We can conceive a system whereby a savings and loan association can require canceled checks drawn by its solicitor to be returned by the drawee bank to the association offices rather than to the solicitor. It is possible that, where the association makes its check payable direct to its solicitor rather than to the borrower, or deposits the money to the credit of its solicitor, the association retains the beneficial ownership of the entire fund. The solicitor is only its agent for distribution just as their secretary might be. The checks issued by the solicitor and drawn on that fund aré the association’s checks. The association, in that event, is the depositor. We do not have such a situation in the case we are considering. If plaintiff proves the facts alleged in the complaint he will show that the association pays directly to the borrower and the borrower hands the check to plaintiff, who thereupon becomes the depositor, the agent of the mortgagor. The association parts with all beneficial ownership in the money. The money is the *301property of the borrower and the solicitor becomes the depositor. The checks drawn on the fund are the solicitor’s cheeks, not the association’s checks, and he is entitled to their return when canceled. The association is protected by getting possession of the check paid to the borrower by it when that check is returned “canceled” by the bank.

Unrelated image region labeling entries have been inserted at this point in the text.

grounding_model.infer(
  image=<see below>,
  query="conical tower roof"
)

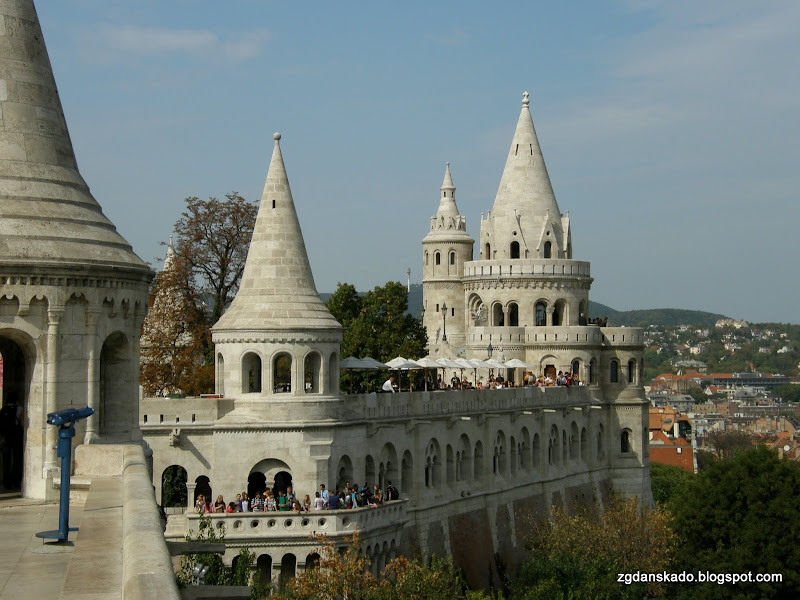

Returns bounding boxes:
[423,163,472,241]
[492,92,561,223]
[213,133,342,333]
[0,0,151,277]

Entertaining these views we make the following

Order

Now, January 31, 1951, the preliminary objections filed at the above stated term and number are overruled, and it is ordered that defendant file an answer to the allegations set forth in plaintiff’s complaint within 20 days from the date of notice of this order; upon failure of defendant to file a responsive answer within 20 days from the date of notice, plaintiff may enter judgment in favor of plaintiff and against defendant pro confesso by praecipe to the prothonotary.